Em visita às obras do asfaltamento do chamado “trecho do meio” da BR-319, na 4ª feira (27/5), o presidente Lula prometeu que “ambientalmente, vai ser a estrada mais moderna do mundo”. O governo reconhece os graves impactos ambientais da reconstrução da estrada e que, sem medidas de controle, a obra acelerará o desmatamento, impulsionará a grilagem e ampliará os riscos ao clima, aos Povos Indígenas e às Populações Tradicionais da região. Mas promessas não evitam o caos socioambiental e climático.
O governo prevê um plano de ação para conter a devastação com bases de fiscalização, passagens de animais, pontes e criação de Unidades de Conservação. Mas, como o Observatório do Clima (OC) lembra, a proposta não resolve a discussão sobre as medidas para enfrentamento dos impactos gerados pelo asfaltamento, cujo processo já está em curso.
“Qualquer plano para a região precisa ser detalhado, discutido com a sociedade e formalmente protocolado para análise tanto na ação judicial que está tramitando desde 2024 quanto no processo de licenciamento ambiental em curso no IBAMA. Necessita incluir claramente, também, garantia concreta de recursos para sua implementação”, afirma Suely Araújo, coordenadora de Políticas Públicas do OC.
A proposta governamental prevê a implementação das ações socioambientais até 2028. No entanto, o ministro dos Transportes, George Santoro, afirmou que “até final de junho, toda a BR-319 estará em obras”. Em suma: o plano não impedirá os impactos das obras que empreiteiras contratadas pelo Departamento Nacional de Infraestrutura de Transportes (DNIT) farão nos próximos meses, sem licenciamento.

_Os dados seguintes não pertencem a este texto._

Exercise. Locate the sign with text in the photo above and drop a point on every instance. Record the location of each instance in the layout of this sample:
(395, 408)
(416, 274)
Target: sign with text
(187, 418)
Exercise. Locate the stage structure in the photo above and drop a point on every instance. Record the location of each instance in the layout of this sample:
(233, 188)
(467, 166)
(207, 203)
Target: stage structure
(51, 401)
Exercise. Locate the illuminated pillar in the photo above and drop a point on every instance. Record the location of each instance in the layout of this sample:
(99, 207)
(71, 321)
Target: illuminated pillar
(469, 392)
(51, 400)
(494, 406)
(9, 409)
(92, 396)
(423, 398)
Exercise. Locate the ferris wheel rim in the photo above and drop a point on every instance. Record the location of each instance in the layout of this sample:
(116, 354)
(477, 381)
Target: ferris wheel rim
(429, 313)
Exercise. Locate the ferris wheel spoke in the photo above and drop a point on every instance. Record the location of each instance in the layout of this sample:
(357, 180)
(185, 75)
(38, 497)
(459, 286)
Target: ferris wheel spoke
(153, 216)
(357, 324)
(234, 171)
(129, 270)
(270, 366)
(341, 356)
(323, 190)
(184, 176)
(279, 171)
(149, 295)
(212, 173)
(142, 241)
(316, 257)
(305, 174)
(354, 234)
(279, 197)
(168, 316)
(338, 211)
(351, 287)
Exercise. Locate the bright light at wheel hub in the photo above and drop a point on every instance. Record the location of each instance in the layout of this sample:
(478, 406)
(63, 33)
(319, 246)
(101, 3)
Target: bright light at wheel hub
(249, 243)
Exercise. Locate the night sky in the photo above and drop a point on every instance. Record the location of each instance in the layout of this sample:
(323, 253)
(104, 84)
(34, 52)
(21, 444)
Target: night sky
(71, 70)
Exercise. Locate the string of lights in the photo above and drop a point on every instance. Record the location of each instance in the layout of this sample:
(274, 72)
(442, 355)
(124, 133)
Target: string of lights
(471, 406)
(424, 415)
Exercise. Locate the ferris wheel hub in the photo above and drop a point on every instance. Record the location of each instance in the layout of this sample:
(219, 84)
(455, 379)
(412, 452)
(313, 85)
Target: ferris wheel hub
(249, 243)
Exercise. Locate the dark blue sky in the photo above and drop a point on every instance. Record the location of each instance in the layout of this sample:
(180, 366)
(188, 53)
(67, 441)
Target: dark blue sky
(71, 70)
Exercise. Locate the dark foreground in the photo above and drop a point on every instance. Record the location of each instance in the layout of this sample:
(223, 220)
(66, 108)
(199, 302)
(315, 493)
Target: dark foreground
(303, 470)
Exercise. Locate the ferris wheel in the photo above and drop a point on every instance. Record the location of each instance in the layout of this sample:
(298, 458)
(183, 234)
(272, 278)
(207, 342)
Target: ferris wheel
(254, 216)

E justamente no trecho mais preservado da Floresta Amazônica, já sob intensa pressão somente pela expectativa de chegada do asfalto.
Com pouco mais de 850 quilômetros de extensão, a BR-319 atravessa 13 municípios, 42 Unidades de Conservação (UCs) e 69 Terras Indígenas (TIs). Há cerca de 20 anos, a obra é questionada na Justiça. Até o momento, o IBAMA não concedeu a Licença de Instalação (LI) para a pavimentação do “trecho do meio”.
Como forma de conversão de votos para as eleições deste ano, o governo Lula se baseia em um dispositivo – antes vetado pelo presidente – presente na lei que flexibilizou o licenciamento ambiental para tentar avançar com os trabalhos na BR-319, dispensando o rito do IBAMA.
“É muito importante que o governo declare que quer fazer a obra respeitando o meio ambiente. Porém, não adianta um plano para proteger a floresta no futuro, sendo que a pavimentação vai iniciar agora e causará impactos imediatos. Não dá pra construir agora e proteger depois”, diz Marcio Astrini, secretário executivo do Observatório do Clima.
Estudos indicam que o desmatamento já está aumentando na região e pode quadruplicar na área de influência da BR-319, caso a pavimentação seja realizada sem garantia de governança socioambiental.
“Com a BR-319, tudo indica que o país terá dificuldade para cumprir a meta de desmatamento zero”, aponta Aurora Miho Yanai, pesquisadora do Instituto Nacional de Pesquisas da Amazônia (INPA).